One day, a wise monk was walking through a village. A very angry and rude young man came up and began insulting him. The monk continued his walk, paying no attention to the insults, and the young man grew enraged at being ignored.
“Why don’t you say something?” he demanded. “How can you keep walking as if I were silent?”
The monk stopped and asked the young man, “Tell me, if you buy a gift for someone, and that person does not take it, to whom does the gift belong?”
“It would belong to me, because I brought the gift,” the young man said.
The monk smiled. “That is correct. And it is the same with your anger. If you become angry with me and I do not get insulted, then the anger falls back on you. You are then the only one who becomes unhappy, not me. All you have done is hurt yourself.”
Ralph Waldo Emerson said, “For every minute you remain angry, you give up 60 seconds of peace of mind.”
We all feel angry at times. It’s a normal emotion when we feel frustrated, attacked or unfairly treated. Feeling anger can help people identify problems and motivate people to create change, achieve goals and just stay safe.
The problem with anger comes from how people deal with it. Anger in business situations is especially tricky. Family and friends tend to be more forgiving. In business dealings, it often spells the end of the relationship.
The natural way to express anger is to respond aggressively and defend yourself when attacked, even becoming verbally abusive toward others or physically threatening. Others prefer to sulk and ignore people or refuse to do work or do a poor job. Then there are those who internalize anger, start hating themselves and cut themselves off from the world.
The American Psychological Association (APA) lists three main approaches to dealing with anger: expressing, suppressing and calming. “Expressing your angry feelings in an assertive — not aggressive — manner is the healthiest way to express anger,” the association states. “Being assertive doesn’t mean being pushy or demanding; it means being respectful of yourself and others.”
Suppression of anger, its says, means holding it in, not thinking about it or focusing on something positive.
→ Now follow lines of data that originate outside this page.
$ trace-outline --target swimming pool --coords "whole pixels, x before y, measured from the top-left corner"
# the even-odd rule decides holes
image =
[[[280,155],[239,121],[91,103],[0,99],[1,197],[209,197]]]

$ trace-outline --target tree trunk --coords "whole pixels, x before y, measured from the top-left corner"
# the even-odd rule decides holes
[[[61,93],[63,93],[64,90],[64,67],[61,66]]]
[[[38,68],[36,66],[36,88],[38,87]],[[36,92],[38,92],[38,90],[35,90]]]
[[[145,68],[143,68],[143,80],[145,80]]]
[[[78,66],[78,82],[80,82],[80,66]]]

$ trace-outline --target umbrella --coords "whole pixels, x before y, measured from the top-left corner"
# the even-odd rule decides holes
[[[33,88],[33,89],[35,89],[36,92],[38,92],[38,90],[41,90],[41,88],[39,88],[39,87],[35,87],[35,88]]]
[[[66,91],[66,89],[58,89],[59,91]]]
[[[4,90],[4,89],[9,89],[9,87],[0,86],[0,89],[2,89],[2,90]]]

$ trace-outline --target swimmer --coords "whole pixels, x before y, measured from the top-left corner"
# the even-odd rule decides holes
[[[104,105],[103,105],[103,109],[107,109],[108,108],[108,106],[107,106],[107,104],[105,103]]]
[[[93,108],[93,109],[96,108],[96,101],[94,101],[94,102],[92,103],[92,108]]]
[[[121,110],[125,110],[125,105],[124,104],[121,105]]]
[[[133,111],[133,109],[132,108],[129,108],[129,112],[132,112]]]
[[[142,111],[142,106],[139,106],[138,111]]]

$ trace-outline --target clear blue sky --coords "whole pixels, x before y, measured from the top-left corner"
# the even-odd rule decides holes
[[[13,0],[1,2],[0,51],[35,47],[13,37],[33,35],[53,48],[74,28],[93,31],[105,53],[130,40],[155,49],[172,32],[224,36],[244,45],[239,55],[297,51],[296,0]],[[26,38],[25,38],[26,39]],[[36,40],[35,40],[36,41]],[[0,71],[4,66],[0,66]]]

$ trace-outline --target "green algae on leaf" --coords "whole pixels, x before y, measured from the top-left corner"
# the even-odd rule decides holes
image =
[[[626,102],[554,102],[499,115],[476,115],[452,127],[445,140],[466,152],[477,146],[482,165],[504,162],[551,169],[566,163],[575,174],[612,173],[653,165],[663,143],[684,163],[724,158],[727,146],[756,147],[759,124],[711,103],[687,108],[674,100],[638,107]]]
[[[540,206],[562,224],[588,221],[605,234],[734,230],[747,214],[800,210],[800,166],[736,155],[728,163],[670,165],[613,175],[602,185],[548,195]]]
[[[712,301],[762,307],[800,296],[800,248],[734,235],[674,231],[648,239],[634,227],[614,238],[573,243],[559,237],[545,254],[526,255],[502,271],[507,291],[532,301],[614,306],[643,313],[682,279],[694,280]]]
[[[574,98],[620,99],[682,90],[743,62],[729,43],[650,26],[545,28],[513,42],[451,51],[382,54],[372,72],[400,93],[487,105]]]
The problem with this approach is that anger can turn inward and cause hypertension or depression.
Calming yourself means you control your outward behavior and let your feelings subside.
Try taking deep breaths, going for a walk or getting some other exercise. Distance yourself while you think about how to solve or improve the situation.
Here’s a final story to illustrate my point: A young lion and a cougar, both thirsty, arrived at their usual water hole at the same time. They immediately began to argue about who should satisfy their thirst first. The argument became heated, and each decided he would rather die than give up the privilege of being the first to quench his thirst.
As they stubbornly confronted each other, their emotions turned to rage. Their cruel attacks on each other were suddenly interrupted. They both looked up. Circling overhead was a flock of vultures waiting for the loser to fall. Quietly, the two beasts turned and walked away. The thought of being devoured was all they needed to end their quarrel.
Don’t let your anger devour you. Instead, take the bite out of your anger.
Mackay’s Moral: It is better to choose what you say than say what you choose.